On election day Californians weighed in on several ballot measures destined to impact the lives of residents for decades to come.
Voters were asked to weigh in on civic considerations that ranged from the legalization of marijuana; to the authorization of bonds to fund school construction and modifications; to a two dollar per pack cigarette tax; to whether the state will eliminate the death penalty or accelerate its administration.
Proposition 64, the legalization of recreational marijuana will generate revenue for much needed programs. With the measure’s passage, the measure’s advocates believe the state is now positioned to add approximately one billion dollars in additional revenue to its coffers. The good news is that in states where recreational marijuana is already legal, revenue has exceeded projections.
Much of the revenue will flow to local communities for substance abuse prevention and treatment programs; cleanup projects to remedy environmental damage from illegal pot growth and other projects aimed at reducing drunk driving.
Another big win for California residents this year was Proposition 55. With its passage, voters approved a twelve-year extension of the temporary “Millionaire Tax” initially passed in 2012. The tax will now continue to generate additional revenue for schools and healthcare for at least another dozen years. California voters also passed Proposition 51 that will generate billions of dollars in bonds for the construction and/or renovation of schools and other education facilities as needed around the state.

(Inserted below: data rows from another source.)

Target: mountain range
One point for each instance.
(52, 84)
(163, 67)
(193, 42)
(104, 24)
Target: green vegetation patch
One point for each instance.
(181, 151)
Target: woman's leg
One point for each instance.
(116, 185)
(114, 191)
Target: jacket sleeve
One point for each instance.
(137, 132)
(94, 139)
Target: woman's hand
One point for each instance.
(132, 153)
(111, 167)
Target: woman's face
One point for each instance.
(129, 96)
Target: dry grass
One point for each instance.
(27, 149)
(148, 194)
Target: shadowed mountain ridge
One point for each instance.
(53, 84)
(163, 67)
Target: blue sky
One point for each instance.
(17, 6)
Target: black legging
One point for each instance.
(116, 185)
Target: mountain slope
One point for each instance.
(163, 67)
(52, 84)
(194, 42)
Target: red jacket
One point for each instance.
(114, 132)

A measure of importance to low income residents in the inland region—Proposition 52 was also passed by voters. It will extend fees on hospitals for federal matching funds to care for uninsured patients and children.
California voters also defied gun lobbyists and passed Proposition 63 that requires ammunition be sold through licensed vendors with Department of Justice background checks. It also prohibits the sale and possession of large-capacity magazines.
With the passage of this Proposition, California became the first state in the nation to treat the sale of ammunition like the sale of guns. The measure’s sponsor, Lieutenant Governor Newsom, referred to this measure as “consequential” and expressed his belief that other states will follow.
What happens in California is not only of significance to its residents, it often reverberates across the country, and as the world’s sixth largest economy, it is often noted internationally.